Es ist mir nicht wichtig, was die Medien oder die Öffentlichkeit von mir erwarten. 

Wo steht der deutsche Fußball aktuell?

Wir müssen uns viele Gedanken machen. Es gibt Bereiche, da sind wir von anderen Nationen überholt worden. Auch beim Thema Ausbildung müssen wir Dinge verändern. Körperlich ist eine Grenze erreicht. Schneller geht fast nicht mehr. Für Spieler gibt es immer mehr Zeitdruck und immer weniger Raum. Wir müssen im kognitiven Bereich besser ausbilden. Wer handelt unter diesem Zeitdruck schnell? Wer kann mit wenig Raum am besten umgehen? Individuelle Fähigkeiten sind hier gefragt. Das Eins-gegen-eins muss wieder gefördert werden. Nationen wie England, Spanien und Frankreich sind uns da voraus.

Löws neue Spielidee für das deutsche Fußball Nationalteam

Ballbesitz, Dominanz ausstrahlen. Der Ballbesitz-Fußball ist nicht tot. Manchester City oder Barcelona treten in ihren Ligen sehr dominant auf. Wir müssen aber wieder schneller und zielstrebiger werden. Bei der Weltmeisterschaft war unser Spiel geprägt von Langsamkeit, von langen Ballpassagen. Wir müssen unsere Dynamik wieder erhöhen. Wir haben jetzt Spieler in der Mannschaft, die handlungsschneller sind, die Lösungen für Probleme finden. 

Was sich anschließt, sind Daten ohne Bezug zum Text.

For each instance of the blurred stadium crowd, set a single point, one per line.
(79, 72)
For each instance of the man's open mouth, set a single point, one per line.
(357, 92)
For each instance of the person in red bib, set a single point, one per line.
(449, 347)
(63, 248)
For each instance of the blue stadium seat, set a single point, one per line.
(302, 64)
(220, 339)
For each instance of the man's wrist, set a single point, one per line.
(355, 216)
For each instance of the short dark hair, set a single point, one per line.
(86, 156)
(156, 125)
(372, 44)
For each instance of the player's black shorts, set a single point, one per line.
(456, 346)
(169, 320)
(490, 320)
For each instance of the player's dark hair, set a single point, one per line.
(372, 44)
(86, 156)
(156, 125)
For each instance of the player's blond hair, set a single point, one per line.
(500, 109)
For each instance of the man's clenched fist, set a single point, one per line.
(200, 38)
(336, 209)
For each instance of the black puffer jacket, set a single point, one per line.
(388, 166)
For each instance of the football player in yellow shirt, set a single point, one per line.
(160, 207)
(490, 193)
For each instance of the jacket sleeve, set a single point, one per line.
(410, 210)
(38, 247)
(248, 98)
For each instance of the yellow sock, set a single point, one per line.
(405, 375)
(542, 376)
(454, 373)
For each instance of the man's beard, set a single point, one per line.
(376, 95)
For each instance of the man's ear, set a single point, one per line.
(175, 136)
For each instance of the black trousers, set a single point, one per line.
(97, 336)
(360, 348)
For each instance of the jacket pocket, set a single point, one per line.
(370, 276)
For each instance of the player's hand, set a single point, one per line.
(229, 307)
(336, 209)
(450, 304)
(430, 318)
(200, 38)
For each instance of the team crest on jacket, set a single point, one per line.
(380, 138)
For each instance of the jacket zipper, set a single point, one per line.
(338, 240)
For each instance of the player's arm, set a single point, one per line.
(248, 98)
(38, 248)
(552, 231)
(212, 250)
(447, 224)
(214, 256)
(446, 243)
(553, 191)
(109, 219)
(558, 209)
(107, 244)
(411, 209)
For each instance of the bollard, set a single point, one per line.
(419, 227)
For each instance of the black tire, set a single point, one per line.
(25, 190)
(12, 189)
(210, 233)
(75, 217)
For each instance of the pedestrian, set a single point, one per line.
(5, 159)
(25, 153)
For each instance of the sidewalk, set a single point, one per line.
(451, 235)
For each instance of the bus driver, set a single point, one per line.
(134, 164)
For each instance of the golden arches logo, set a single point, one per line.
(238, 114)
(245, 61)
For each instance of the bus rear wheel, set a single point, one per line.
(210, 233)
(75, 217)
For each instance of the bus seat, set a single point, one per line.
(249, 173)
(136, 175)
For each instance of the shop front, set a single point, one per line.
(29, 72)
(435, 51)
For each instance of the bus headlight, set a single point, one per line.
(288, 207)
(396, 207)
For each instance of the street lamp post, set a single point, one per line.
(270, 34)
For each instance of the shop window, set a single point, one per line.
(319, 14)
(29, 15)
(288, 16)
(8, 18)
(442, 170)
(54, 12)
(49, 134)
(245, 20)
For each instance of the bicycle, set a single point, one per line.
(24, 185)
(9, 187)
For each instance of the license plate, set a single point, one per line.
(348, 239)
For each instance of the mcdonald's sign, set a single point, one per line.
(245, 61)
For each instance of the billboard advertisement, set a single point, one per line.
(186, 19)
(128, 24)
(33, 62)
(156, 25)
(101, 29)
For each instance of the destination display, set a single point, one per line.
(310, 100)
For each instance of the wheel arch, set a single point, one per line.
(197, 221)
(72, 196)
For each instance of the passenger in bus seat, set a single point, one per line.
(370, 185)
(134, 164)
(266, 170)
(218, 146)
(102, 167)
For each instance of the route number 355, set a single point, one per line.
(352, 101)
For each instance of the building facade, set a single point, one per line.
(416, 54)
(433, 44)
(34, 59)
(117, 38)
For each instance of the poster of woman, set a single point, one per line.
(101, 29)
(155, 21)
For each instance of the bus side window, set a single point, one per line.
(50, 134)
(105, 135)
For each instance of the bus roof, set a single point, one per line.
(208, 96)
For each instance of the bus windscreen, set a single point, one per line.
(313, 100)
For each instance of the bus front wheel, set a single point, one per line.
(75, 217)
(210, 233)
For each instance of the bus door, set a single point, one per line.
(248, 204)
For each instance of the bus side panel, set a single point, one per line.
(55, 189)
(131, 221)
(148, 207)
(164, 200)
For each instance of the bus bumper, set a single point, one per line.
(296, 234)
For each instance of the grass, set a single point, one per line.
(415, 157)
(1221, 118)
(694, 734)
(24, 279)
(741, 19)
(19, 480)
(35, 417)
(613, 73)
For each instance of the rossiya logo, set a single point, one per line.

Was sich der Bundestrainer von den jungen, neuen Spielern erwartet

Wichtig ist es, jetzt den jungen Spielern Verantwortung zu übertragen, damit wir eine konkurrenzfähige Mannschaft haben im nächsten Jahr. Die Spieler sollen in die neue Rolle hineinwachsen. Das ist nicht eine Sache, die von heute auf morgen funktioniert. Auch ein Sami Khedira oder ein Bastian Schweinsteiger mussten da erst reinwachsen. Alle Spieler die in den letzten 10 oder 12 Jahren in der Hierarchie ganz oben waren, mussten diesen Prozess durchlaufen. Es braucht jetzt Veränderung.

Wer ist bei Löw Deutschlands Nr. 1 im Tor? 

Neuer ist unsere Nr. 1. Marc-Andre ter Stegen ist inzwischen auf Weltklasse Niveau. Manuel muss seine Leistungen bringen.